Sirens of Titan Summary: As far as Vonnegut main characters go, Malachi Constant is a bit more upwardly mobile than most. As the richest man in the 22nd century, Malachi has lived a playboy’s life due to being born into wealth and then having tremendous good fortune to turn that money into even more money. But like most wealthy gadabouts in literature, he hasn’t really done anything meaningful with his life outside of make and spend a lot of money. That soon changes when he is invited to witness the reappearance of one Winston Niles Rumfoord, a wealthy inter-planetary space explorer who came into contact with a strange phenomenon known as the chrono-synclastic infundibulum – causing him (and his dog Kazak) to appear and disappear at regular intervals on a variety of planets, including Earth. Besides being stretched as thin as a wavelength across the vastness of space, Rumfoord is also able to view the past, present and future – making him an oracle of sorts (albeit a mischievous one). While it’s not immediately apparent, Rumfoord has a very peculiar plan for Malachi which includes, in part, in being a major figure in his newly formed “Church of the God of the Utterly Indifferent”.

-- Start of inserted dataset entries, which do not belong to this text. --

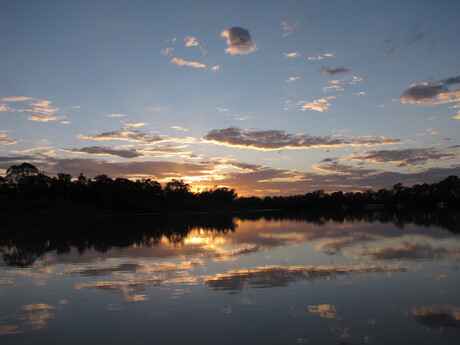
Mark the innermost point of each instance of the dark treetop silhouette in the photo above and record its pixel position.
(25, 189)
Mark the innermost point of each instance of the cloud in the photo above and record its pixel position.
(4, 140)
(279, 276)
(182, 62)
(37, 148)
(319, 57)
(293, 54)
(104, 150)
(355, 79)
(40, 110)
(433, 92)
(178, 128)
(392, 45)
(321, 104)
(191, 41)
(249, 179)
(125, 134)
(167, 51)
(136, 124)
(406, 251)
(291, 79)
(338, 168)
(277, 140)
(239, 41)
(334, 71)
(404, 157)
(289, 27)
(17, 99)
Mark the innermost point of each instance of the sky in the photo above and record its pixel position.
(267, 97)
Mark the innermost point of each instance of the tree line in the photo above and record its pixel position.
(24, 187)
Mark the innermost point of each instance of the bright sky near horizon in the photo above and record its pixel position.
(267, 97)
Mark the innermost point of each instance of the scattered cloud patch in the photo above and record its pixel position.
(277, 140)
(109, 151)
(293, 54)
(182, 62)
(344, 169)
(289, 27)
(321, 104)
(334, 71)
(239, 41)
(438, 317)
(320, 57)
(355, 79)
(417, 34)
(167, 51)
(432, 92)
(4, 140)
(135, 124)
(38, 109)
(404, 157)
(291, 79)
(191, 41)
(125, 134)
(116, 115)
(178, 128)
(17, 99)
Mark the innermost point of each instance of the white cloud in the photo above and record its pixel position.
(321, 104)
(293, 54)
(319, 57)
(291, 79)
(191, 41)
(239, 41)
(167, 51)
(182, 62)
(288, 27)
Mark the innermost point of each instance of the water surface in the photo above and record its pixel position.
(222, 279)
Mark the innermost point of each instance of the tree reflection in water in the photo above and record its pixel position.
(22, 241)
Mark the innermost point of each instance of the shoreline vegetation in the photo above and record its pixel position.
(24, 190)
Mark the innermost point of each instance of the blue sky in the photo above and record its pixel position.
(268, 97)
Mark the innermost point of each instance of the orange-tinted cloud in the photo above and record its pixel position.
(276, 139)
(239, 41)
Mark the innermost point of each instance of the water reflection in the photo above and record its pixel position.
(273, 276)
(440, 317)
(325, 279)
(23, 241)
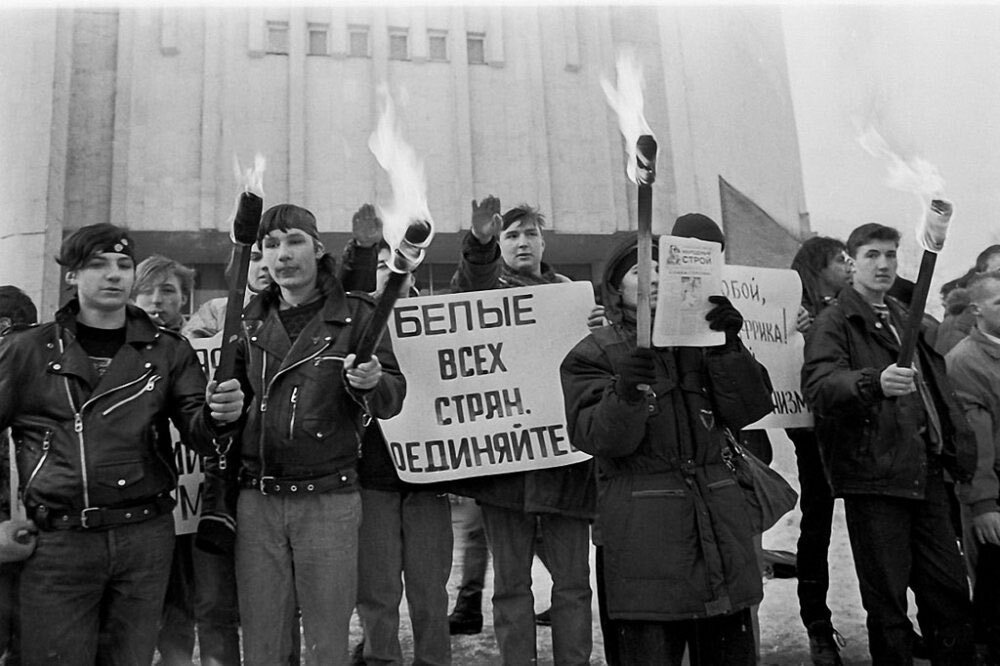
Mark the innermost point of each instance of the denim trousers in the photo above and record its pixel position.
(812, 550)
(304, 549)
(900, 542)
(95, 596)
(511, 536)
(724, 640)
(467, 524)
(405, 536)
(202, 593)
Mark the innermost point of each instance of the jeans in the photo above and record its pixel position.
(898, 542)
(467, 522)
(816, 503)
(305, 549)
(725, 640)
(202, 592)
(405, 535)
(95, 596)
(511, 536)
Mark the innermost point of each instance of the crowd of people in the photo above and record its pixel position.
(305, 521)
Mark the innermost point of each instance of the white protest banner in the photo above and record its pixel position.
(768, 299)
(189, 469)
(483, 391)
(690, 271)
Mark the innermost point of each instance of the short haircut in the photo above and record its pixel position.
(156, 269)
(977, 285)
(866, 233)
(985, 256)
(17, 306)
(523, 213)
(92, 240)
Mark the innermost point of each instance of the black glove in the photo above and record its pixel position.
(724, 317)
(639, 368)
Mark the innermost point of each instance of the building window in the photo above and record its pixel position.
(277, 37)
(476, 45)
(399, 47)
(318, 39)
(438, 46)
(358, 41)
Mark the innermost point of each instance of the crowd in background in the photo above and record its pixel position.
(305, 521)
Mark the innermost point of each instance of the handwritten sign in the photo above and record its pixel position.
(768, 299)
(483, 389)
(191, 476)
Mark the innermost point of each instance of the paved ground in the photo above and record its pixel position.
(783, 640)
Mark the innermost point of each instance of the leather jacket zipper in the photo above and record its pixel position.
(267, 392)
(148, 387)
(46, 445)
(295, 404)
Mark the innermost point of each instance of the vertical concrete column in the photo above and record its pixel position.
(531, 47)
(571, 37)
(212, 87)
(127, 166)
(419, 47)
(464, 158)
(494, 38)
(297, 105)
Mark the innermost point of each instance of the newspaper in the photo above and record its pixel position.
(690, 271)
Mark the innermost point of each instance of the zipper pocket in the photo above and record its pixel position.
(666, 492)
(46, 445)
(295, 404)
(150, 385)
(327, 358)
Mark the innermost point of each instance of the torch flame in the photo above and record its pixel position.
(917, 176)
(252, 178)
(626, 100)
(406, 175)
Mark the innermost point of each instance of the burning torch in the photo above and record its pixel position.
(405, 259)
(246, 221)
(931, 234)
(408, 214)
(640, 167)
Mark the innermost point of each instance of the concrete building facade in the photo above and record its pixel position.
(133, 116)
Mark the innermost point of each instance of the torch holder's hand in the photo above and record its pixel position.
(366, 226)
(486, 219)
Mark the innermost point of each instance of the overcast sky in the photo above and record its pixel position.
(928, 79)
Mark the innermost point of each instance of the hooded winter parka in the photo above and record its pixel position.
(671, 519)
(88, 441)
(304, 422)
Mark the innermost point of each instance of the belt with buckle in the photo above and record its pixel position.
(97, 517)
(270, 485)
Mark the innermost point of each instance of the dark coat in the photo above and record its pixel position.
(567, 490)
(85, 440)
(674, 525)
(871, 444)
(303, 420)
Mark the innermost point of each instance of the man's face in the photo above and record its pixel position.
(522, 245)
(837, 273)
(630, 287)
(382, 273)
(258, 279)
(986, 306)
(104, 282)
(162, 300)
(875, 268)
(290, 258)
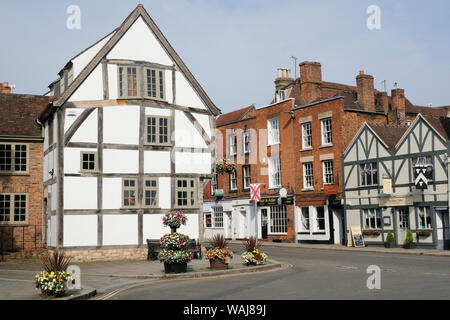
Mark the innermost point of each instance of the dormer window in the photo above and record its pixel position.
(280, 95)
(130, 79)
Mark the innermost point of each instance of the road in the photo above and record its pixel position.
(314, 274)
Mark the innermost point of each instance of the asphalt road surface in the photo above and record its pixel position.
(313, 274)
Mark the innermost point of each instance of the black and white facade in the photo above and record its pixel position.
(385, 190)
(129, 138)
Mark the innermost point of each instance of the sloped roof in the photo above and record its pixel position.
(233, 116)
(389, 134)
(139, 11)
(19, 113)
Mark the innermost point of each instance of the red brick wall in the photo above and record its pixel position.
(32, 185)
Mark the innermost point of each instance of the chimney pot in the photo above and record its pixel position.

To give a full account of the events that follow would be an almost impossible task and would rob the book of it’s unique charm and novelty. Let’s just say that it includes a stop on Mars (where an invasion of Earth is being planned), a brief period on Mercury (where kite-like creatures known as Harmoniums live on soundwaves), a number of trips to Titan, the largest moon of Saturn and the only place in the universe that Rumfoord can exist as a solid form, and even a brief description of the Vonnegut staple Tralfamadore, a planet whose residents (and one messenger in particular) are responsible for the entire course of human history.

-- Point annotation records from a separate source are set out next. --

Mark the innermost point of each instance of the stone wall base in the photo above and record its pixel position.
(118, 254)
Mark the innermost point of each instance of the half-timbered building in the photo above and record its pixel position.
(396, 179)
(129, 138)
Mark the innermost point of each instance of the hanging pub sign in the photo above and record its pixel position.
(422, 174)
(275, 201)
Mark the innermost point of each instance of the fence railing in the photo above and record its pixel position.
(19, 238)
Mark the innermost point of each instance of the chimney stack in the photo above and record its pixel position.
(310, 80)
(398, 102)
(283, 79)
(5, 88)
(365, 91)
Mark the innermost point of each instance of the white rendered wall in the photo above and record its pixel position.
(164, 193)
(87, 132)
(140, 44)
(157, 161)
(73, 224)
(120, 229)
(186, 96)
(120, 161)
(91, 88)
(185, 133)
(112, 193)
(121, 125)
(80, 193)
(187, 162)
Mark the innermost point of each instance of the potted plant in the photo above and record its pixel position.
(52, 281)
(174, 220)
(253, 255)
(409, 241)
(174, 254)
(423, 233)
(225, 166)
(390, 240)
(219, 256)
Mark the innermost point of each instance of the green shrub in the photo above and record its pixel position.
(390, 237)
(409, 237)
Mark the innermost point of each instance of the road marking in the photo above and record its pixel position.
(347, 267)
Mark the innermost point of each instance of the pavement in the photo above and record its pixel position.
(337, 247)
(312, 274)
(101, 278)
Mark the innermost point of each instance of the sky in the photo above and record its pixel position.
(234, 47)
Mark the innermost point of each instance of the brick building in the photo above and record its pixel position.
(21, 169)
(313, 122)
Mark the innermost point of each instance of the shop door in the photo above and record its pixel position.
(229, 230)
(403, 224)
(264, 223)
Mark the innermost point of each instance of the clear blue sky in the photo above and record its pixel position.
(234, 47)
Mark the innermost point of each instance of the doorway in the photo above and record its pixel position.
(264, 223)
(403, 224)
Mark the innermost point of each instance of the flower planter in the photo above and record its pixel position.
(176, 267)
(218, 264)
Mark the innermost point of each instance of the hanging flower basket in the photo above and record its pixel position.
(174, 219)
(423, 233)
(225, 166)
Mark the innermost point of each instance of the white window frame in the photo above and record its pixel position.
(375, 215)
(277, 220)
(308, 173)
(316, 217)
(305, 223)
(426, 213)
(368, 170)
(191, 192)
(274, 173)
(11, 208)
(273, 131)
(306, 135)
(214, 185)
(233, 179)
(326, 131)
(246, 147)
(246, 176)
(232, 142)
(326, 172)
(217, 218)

Sirens of Titan Review: Where some might see Vonnegut’s ultimate revelation of civilization’s purpose as an absurdist slap in the face to those who want to believe in humanity’s central place in the cosmos, I tend to think of the final reveal as less important to the true aim of the book, which is to poke fun at all of the things we take too seriously in our lives – whether it’s religion, money, patriotism, beauty, or even love to some extent. Vonnegut is the eternal court jester of Science Fiction, poking fun at everyone and everything in ways that not only serve to make us laugh, but also to ponder why the things we hold sacred are even sacred at all. Although searching for meaning and order in the universe is a hobby as old as time, the rituals and stories that we come up with to make sense of it all can be as detrimental to our personal well being and spiritual evolution as the emptiness and meaninglessness that they serve to mask. Vonnegut isn’t telling us that our lives have no meaning. Instead he is trying to warn us to be skeptical about the things that we assign meaning to and the conclusions that we draw from the meanings we give them.